However, Nikki believes there will be people within the communities who will put their hands up to assist and make a program work once it gets up and running.
“I do expect there will be funding for a trial because it is innovative, it’s exciting and it really does have the potential to change people’s lives in a simple way, in the best way. It’s not too expensive and it can have a big impact,” she said.
“The overwhelming feedback was people haven’t been able to get around town and haven’t been to a social gathering for a very long period of time.”
“People generally don’t think about public transport in regional areas. But when the price of petrol is anywhere between 10 cents and 60 cents a litre more expensive in those places, why wouldn’t you try to find ways to make transport more affordable. These are some of the poorest people in Australia.”
In May 2021, Nikki helped coordinate a micromobility field day in Yarrabah.
“We got an electric bus to the town. People don’t think electric vehicles have enough power to get up a hill, so just getting the bus to the town was its own point made,” she said.
“Then we ran the bus around town to pick people up and bring them to the town where we had every type of micromobility we could find: bikes, scooters, trikes, one-wheels.

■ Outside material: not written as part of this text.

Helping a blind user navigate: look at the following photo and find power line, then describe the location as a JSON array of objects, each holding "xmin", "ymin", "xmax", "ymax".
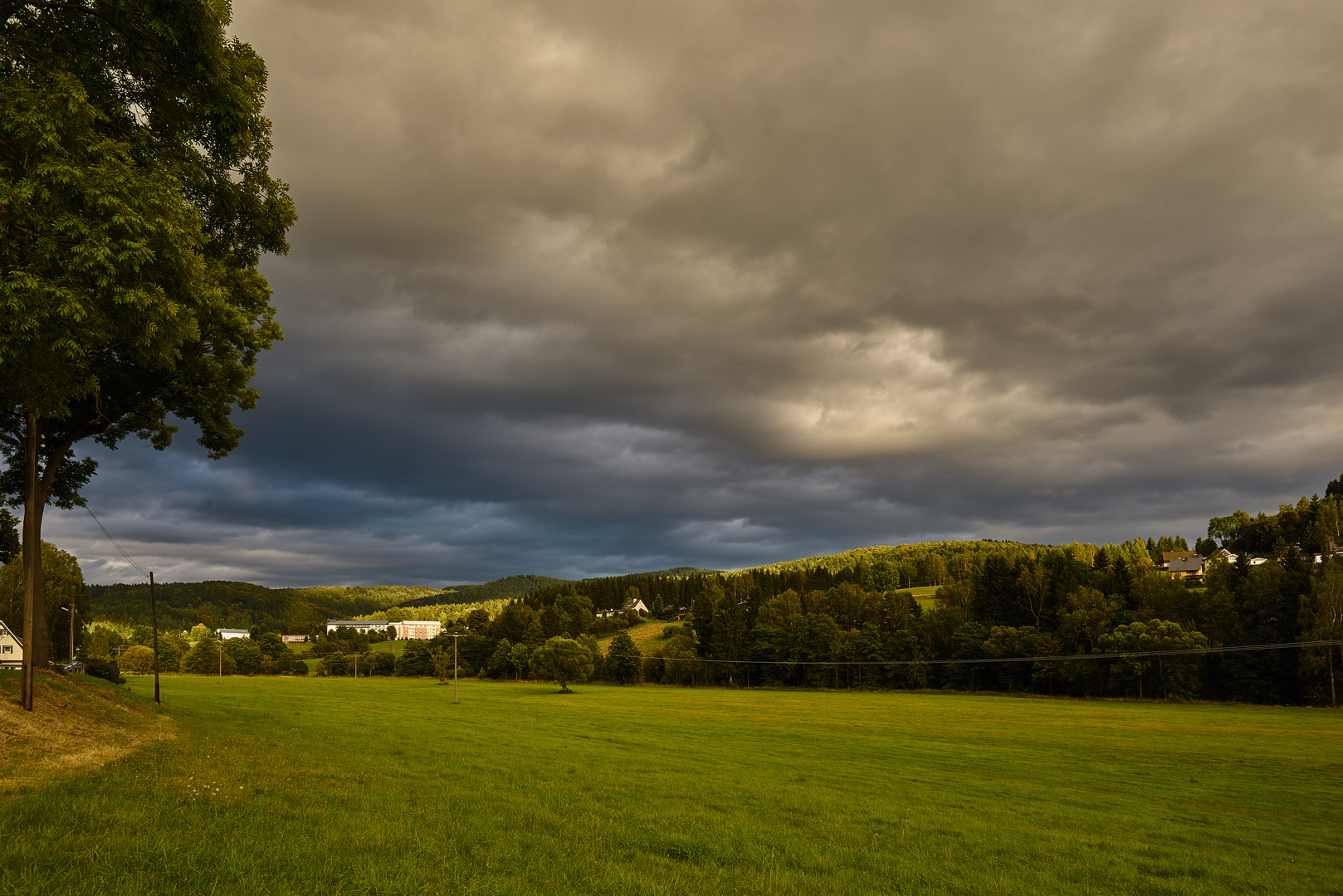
[
  {"xmin": 85, "ymin": 504, "xmax": 149, "ymax": 579},
  {"xmin": 643, "ymin": 640, "xmax": 1343, "ymax": 666}
]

“The overwhelming feedback was people haven’t been able to get around town and haven’t been to a social gathering for a very long period of time. And you would see that in any community.”
Nikki is proposing e-bike and e-scooter share services in combination with small – around 10 seat – electric buses in centres such as Yarrabah.
She believes the services would not only boost social access in the communities, the implementation and maintenance of MaaS operations – as well as the charging stations and other renewables infrastructure – would bring important employment opportunities to towns such as Yarrabah, where unemployment levels hover around 80%.
Acting on Behaviour Change
She said the programs would require strong leadership within the community, as well as effective behaviour change measures to address issues such as vandalism of the scooters and e-bikes.
That could include replicating a youth education program that used theatre to teach kids about responsible riding of bikes and motorbikes.
Nikki commissioned the JUTE Theatre Group in Cairns to produce a play about road safety and wearing helmets and it won a number of national awards.
It was intended to be rolled out to a couple of indigenous communities across the cape of Far North Queensland and has instead visited most schools in Queensland during 2021 and 2022.
“We’re going to need that behaviour change and education, because of the potential for vandalism and because we’ve got generations of people that haven’t caught a bus, let along ride a bike or scooter.”